The pantry, which is across from UNLV in the Promenade building, plans more outreach and fundraisers—see its Facebook page for updates. It’s a classic case of the haves, even if what they have isn’t much, helping the have-nots. And it’s voluntary—it isn’t a government agency.
But consider that it isn’t just for students who might be living hand-to-mouth, paying for college and possibly supporting themselves and a family. It’s also for employees, like the administrative assistants whose base take-home pay is less than $30,000 a year.
One of the biggest problems we face as a country is our misunderstanding of government. Whether or not it has to be big, it has to be as efficient and accountable as possible. When we simply attack government as the enemy, instead of celebrating the good and expunging the bad, we create a self-fulfilling prophecy of incompetence (see the response to Hurricane Katrina).
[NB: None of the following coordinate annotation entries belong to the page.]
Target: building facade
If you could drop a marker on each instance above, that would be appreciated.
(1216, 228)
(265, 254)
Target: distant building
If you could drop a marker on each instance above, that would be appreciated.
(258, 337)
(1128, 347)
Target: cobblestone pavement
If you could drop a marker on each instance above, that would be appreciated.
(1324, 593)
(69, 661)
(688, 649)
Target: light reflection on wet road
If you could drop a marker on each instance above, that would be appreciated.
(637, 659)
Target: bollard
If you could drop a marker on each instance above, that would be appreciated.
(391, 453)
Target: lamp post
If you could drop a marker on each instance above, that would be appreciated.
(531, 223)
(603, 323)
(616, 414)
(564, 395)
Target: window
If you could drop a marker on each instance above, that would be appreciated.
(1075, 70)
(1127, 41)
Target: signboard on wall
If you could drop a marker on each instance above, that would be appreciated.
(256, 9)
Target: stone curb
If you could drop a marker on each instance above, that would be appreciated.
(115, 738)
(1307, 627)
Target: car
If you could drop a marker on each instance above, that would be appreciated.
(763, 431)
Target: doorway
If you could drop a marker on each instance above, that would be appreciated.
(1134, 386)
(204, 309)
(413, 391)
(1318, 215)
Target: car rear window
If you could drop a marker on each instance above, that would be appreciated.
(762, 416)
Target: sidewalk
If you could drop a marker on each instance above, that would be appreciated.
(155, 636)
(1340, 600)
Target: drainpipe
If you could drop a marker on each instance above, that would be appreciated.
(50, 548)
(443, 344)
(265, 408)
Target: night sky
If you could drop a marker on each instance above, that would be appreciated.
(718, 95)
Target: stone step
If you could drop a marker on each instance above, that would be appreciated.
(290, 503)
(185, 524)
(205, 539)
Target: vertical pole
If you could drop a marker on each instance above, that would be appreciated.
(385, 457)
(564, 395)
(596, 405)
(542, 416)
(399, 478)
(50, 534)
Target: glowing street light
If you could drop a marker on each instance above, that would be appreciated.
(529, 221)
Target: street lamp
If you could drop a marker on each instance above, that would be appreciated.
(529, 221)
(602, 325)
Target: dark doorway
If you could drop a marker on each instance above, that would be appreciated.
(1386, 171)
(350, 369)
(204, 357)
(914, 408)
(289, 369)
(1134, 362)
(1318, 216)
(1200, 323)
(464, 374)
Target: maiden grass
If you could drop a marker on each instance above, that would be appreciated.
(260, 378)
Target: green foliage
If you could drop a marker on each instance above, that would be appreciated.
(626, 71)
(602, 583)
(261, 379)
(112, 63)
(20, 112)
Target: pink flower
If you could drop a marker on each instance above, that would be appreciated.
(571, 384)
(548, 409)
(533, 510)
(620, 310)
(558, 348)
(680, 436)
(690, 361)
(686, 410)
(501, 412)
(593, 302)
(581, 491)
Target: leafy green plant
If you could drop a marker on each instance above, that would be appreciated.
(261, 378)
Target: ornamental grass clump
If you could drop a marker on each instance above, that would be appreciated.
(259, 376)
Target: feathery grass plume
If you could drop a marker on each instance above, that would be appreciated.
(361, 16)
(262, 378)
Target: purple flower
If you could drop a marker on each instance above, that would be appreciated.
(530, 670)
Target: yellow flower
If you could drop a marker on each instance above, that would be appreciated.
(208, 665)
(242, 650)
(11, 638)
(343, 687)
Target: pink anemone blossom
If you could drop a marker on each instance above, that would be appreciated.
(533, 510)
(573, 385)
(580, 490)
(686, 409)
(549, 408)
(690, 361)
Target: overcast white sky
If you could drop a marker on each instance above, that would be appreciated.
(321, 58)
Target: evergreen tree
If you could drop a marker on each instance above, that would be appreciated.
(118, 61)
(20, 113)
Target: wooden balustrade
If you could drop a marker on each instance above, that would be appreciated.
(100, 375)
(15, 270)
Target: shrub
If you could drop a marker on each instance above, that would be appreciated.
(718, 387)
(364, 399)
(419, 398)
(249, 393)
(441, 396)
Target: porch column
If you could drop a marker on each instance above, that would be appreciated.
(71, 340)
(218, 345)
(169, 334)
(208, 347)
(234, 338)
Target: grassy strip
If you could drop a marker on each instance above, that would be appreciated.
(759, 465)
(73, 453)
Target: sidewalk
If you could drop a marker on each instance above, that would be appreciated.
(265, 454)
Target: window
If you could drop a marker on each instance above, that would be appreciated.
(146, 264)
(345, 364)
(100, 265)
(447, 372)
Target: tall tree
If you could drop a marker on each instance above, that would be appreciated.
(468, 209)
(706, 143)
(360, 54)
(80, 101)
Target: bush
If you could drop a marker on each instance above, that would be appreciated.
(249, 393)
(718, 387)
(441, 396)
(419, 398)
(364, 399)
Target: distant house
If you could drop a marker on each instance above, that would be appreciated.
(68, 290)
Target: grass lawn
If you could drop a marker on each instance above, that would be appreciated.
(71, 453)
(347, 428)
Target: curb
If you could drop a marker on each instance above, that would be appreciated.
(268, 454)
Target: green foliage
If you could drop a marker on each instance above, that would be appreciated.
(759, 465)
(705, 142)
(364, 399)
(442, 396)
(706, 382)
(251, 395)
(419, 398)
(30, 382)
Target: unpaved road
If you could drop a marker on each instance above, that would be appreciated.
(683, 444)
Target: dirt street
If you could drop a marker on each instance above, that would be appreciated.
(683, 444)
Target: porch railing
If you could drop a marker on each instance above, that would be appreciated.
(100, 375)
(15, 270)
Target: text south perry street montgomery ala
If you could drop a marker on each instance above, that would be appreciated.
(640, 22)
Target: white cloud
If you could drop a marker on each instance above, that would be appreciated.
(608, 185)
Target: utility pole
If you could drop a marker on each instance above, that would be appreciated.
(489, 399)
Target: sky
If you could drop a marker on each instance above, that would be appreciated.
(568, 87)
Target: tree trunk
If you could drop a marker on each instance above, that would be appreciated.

So, when the higher-education system holds a diversity summit just in time for regents’ elections, or a college spends an estimated $100,000 on consultants to figure out why too few students graduate, it’s bad enough. But when they approve pay raises for the well-paid while their employees need free food to get by, it’s time to ask them and your legislators why they don’t believe in accountability. If those employees are Mitt Romney’s 47 percent, the other 53 percent aren’t doing their jobs.